Certainty of Payments

A bond investor who requires a period of payment certainty will favor a call schedule that is deferred, because cash flows will continue until at least the deferral date. It may be that the investor has earmarked the cash flow from a bond for a certain purpose that extends to the deferral date but not necessarily to the maturity date. A bond with a suitable deferred call provision is an excellent fit for such an investor.

Financial Planning Offers Stability

A bond issuer usually seeks stability and certainty when it takes on financial obligations. By creating a period in which a call cannot be executed, the issuer knows it must be able to fund the bond payments for a certain amount of time.
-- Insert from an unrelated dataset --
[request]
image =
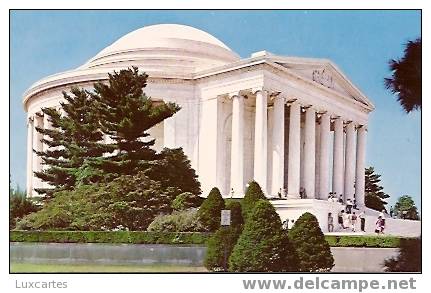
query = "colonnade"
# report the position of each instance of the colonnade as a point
(348, 153)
It thus is obliged to make suitable financial arrangements that ensure the payment of bond principal and interest until the deferral date. Once the deferral date arrives, the issuer can choose whether or not to execute its call option, giving it added flexibility it may require to maintain its financial stability.

Lack of Short-Term Flexibility

Some bond issuers operate in volatile markets or sectors and may feel disadvantaged by lacking the ability to retire a bond issue before the deferral date. In effect, the issuer is locked into several years of bond payments even if circumstances radically change. This disadvantage is somewhat mitigated if the issuer can afford to buy back the bonds in the secondary market before the deferral date at then-current market prices. If market prices are above the call price, this strategy will require more money, another disadvantage.

Reduced Income for Investors

A call option on a bond is a valuable thing for the issuer, which the issuer must pay for by offering a higher bond yield relative to the yield on a non-callable bond. This is good for investors who don’t mind having their bonds called in return for higher yield, but bad for the issuer who must pay more interest. A deferred call provision lowers the value of the call option, thereby reducing the extra yield that would be collected by investors if the deferral was omitted.